Classic combos for asparagus are melted butter or Hollandaise, but though once a fan of this elegantly simple partnership, I am beginning to find it rather cloying – so I’m more likely to dress the warm asparagus in a vinaigrette and eat it warm or cold with a little Parmesan. Grilling is good too – but it’s best to grill without drenching the asparagus in oil first – this is likely to burn the oil and give a bitter after taste that is difficult to shrug off. Wrap it also in Parma ham – and bake (having first par boiled the asparagus) sprinkle Parmesan over before baking. Another classic pairing is asparagus and eggs, either in a mouselline, omelette, quiche, or as I have done here with soft boiled egg – the egg could also be poached. If a runny egg is a little too gloopy for your tastes, cook it longer. In fact, you can hard boil your eggs and grate it over the asparagus to make mimosa salad.

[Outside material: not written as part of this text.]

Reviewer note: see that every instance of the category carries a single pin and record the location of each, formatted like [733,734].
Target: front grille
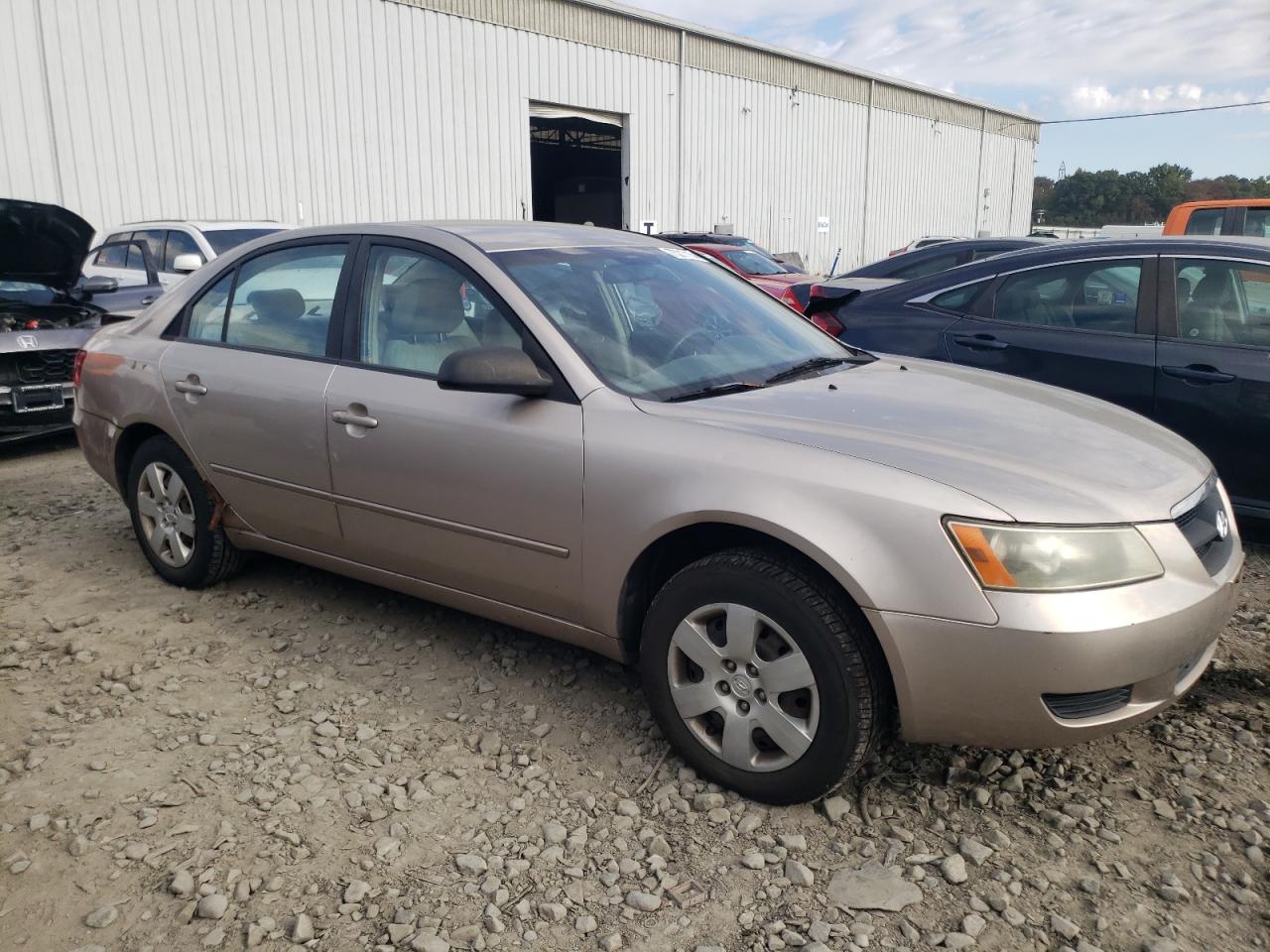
[1091,703]
[1206,529]
[46,367]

- Boil the eggs. The only way to be sure of cooking your eggs to perfection is to test one first. Bring a large pan of water to the boil. Place one egg in the water and time for 6 minutes. After this time put the egg in a bowl of cold water and allow to cool slightly. Peel the egg and cut in half, make adjustments for more or less time depending on how runny you want your eggs and cook the remaining eggs. Peel and keep warm.
- Cook the asparagus. Hold the asparagus at the base with one hand and halfway up the spear with the other and bend. The natural break will leave the tender portion of the spear. (Do try to coax the break as near the base as possible). Save the stalk ends for making an asparagus stock (to put into a risotto or a soup…). Fill a large saucepan (with a lid) with 1cm – 2cm salted water and bring to the boil. Add the asparagus and cook with the lid on until the tip of a knife can be pushed into the base with no resistance. Remove from the water and drain.
- Make the toast. Cut the bread and place on a hot grill pan, turn after a few minutes and ensure there are dark scorched grill marks. Drizzle olive oil over the bread and continue to cook. Remove when toasted and hot.
- Finish the salad. Wash and dry the rocket. Make a vinaigrette by whisking the vinegar, oil, salt and pepper together. Place a small handful of rocket on each plate, divide the asparagus and pile on each plate, cut the eggs in half and arrange over the asparagus, drizzle over the dressing, scatter Parmesan shavings and serve with the grilled toast.